# Goat Art Pyography/ Mushroom Art



## OutdoorDreamer (Mar 29, 2012)

Pyography or "wood burnings" of anything you'd like on natural canvasses. The mushrooms I use are found growing on trees, picked during the fall and winter, and dried out. The smooth face makes a great canvas for wood burning. I do a lot of wildlife scenes and pet portraits. Here's some examples. The Nubian doe and kid scene is for sale at $40 shipped. Prices range from $25 for the smallest mushrooms to $75 and up for the huge ones. I normally display them on a photo frame stand, and can also make bases for them like for the deer mushroom. I take Paypal. Please send me a note if interested 
Nina









































































I also do drawings.


----------



## maple hill farm tina (Mar 14, 2010)

What size (in inches) is the goat one? These are really, really nice.
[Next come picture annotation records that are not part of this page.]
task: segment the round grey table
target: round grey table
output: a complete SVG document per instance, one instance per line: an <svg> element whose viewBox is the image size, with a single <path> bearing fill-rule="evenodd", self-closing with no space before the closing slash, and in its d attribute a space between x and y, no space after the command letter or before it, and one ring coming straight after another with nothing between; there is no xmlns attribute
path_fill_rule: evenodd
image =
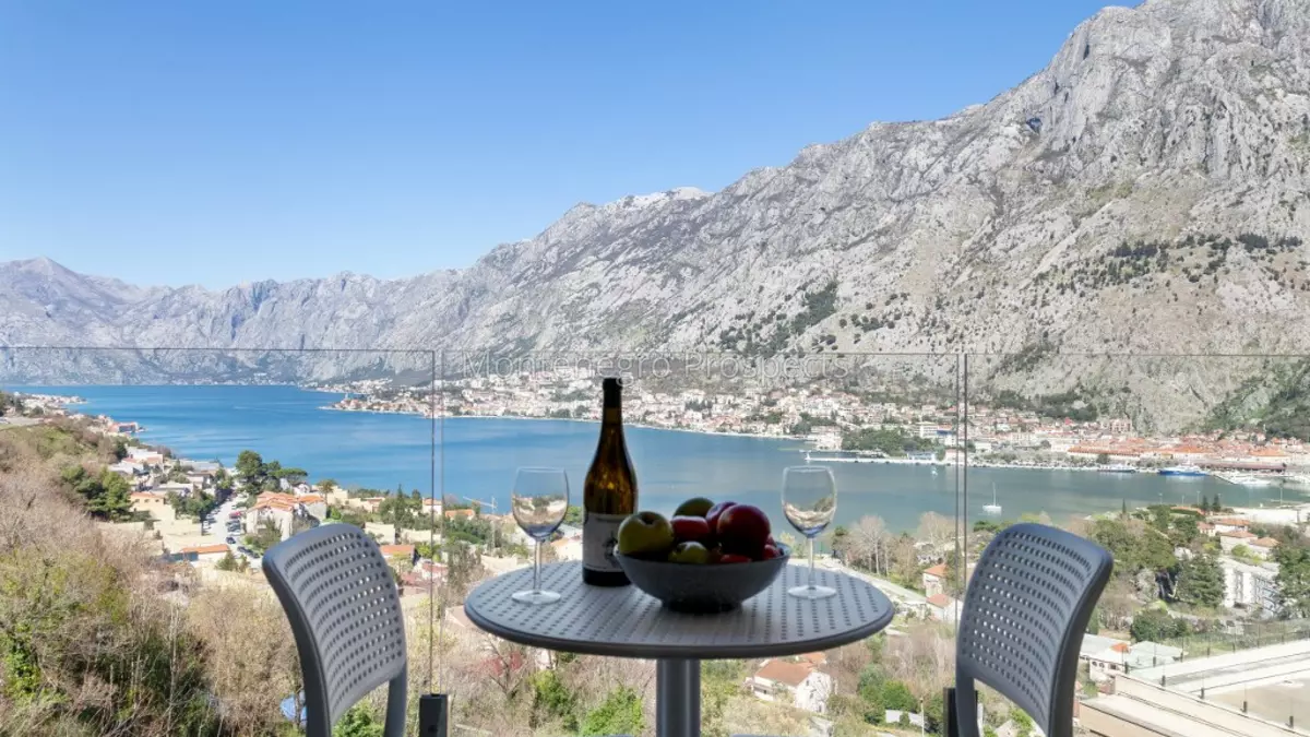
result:
<svg viewBox="0 0 1310 737"><path fill-rule="evenodd" d="M637 586L582 582L582 564L541 568L541 588L559 591L553 605L510 598L532 588L532 569L482 582L464 612L498 637L550 650L652 658L656 665L655 733L701 733L701 660L778 657L836 648L887 627L895 610L872 585L834 570L815 570L815 582L837 595L808 601L787 595L808 570L787 565L768 589L724 614L679 614Z"/></svg>

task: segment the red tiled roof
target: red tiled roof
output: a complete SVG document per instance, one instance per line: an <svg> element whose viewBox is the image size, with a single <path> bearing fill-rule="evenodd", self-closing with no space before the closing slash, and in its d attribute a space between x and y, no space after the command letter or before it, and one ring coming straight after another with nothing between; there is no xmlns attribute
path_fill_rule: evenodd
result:
<svg viewBox="0 0 1310 737"><path fill-rule="evenodd" d="M214 546L191 546L191 547L182 548L182 552L183 553L194 552L195 555L228 552L228 547L227 546L221 546L221 544L214 544Z"/></svg>
<svg viewBox="0 0 1310 737"><path fill-rule="evenodd" d="M789 662L786 660L770 660L764 664L764 667L755 671L756 678L768 678L776 683L786 683L795 688L800 683L810 678L814 673L814 666L808 662Z"/></svg>

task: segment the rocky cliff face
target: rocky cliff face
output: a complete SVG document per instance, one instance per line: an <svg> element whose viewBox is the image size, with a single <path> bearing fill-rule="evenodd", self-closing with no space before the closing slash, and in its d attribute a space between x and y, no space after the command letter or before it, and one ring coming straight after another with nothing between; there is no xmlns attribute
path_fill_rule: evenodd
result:
<svg viewBox="0 0 1310 737"><path fill-rule="evenodd" d="M464 271L210 292L0 266L0 341L1297 351L1307 193L1310 0L1148 0L985 105L875 123L713 194L579 205ZM1022 380L1068 386L1051 365Z"/></svg>

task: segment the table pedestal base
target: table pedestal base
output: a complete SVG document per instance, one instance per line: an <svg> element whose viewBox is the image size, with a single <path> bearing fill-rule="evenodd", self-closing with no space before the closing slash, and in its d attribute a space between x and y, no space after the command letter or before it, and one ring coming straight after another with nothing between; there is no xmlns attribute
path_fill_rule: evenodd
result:
<svg viewBox="0 0 1310 737"><path fill-rule="evenodd" d="M658 737L701 737L701 661L658 661L655 692Z"/></svg>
Can you do them from a photograph?


----------



## milkmaid (Sep 15, 2010)

WWWWWWOOOOOOWWWW!!! :shocked: Those are beautiful!!!!


----------



## groovyoldlady (Jul 21, 2011)

Those are AMAZING!!!!


----------



## ThreeHavens (Oct 20, 2011)

Stunning!


----------



## milk and honey (Oct 31, 2010)

Very, very Nice! and on Mushrooms!!! Too cool! Who woulda thought?


----------



## toth boer goats (Jul 20, 2008)

Beautiful...........


----------



## OutdoorDreamer (Mar 29, 2012)

Thank you all! 
Yes I can draw anything you want from photos.  
I will measure the Nubian mushroom and let you know.


----------



## Epona142 (May 26, 2008)

I love these so much!! They are on my list for a must have in the future. I actually messaged you on DA about it a while back


----------



## toth boer goats (Jul 20, 2008)

> Thank you all!


 :thumbup:


----------



## GoldenSeal (Sep 14, 2010)

Do you have a website?


----------



## Goats Rock (Jun 20, 2011)

I just saw this post- your artwork is fantastic! They would make wonderful Christmas gifts!


----------



## Trickyroo (Sep 26, 2012)

OMG !! Gorgeous work


----------



## AintGotNoCreekRanch (Jan 1, 2014)

Gorgeous!! 




(and yes I realize that I'm a little late)


Lol.


Kayla Renee


----------



## Little-Bits-N-Pieces (Apr 7, 2013)

Just going to post to this so I can find it again. I definitely would like to get some done in the future for birthday presents. Something about the size of the fox one most likely. 
Gorgeous work, wish I had the talent to do what you do! Love them all!


----------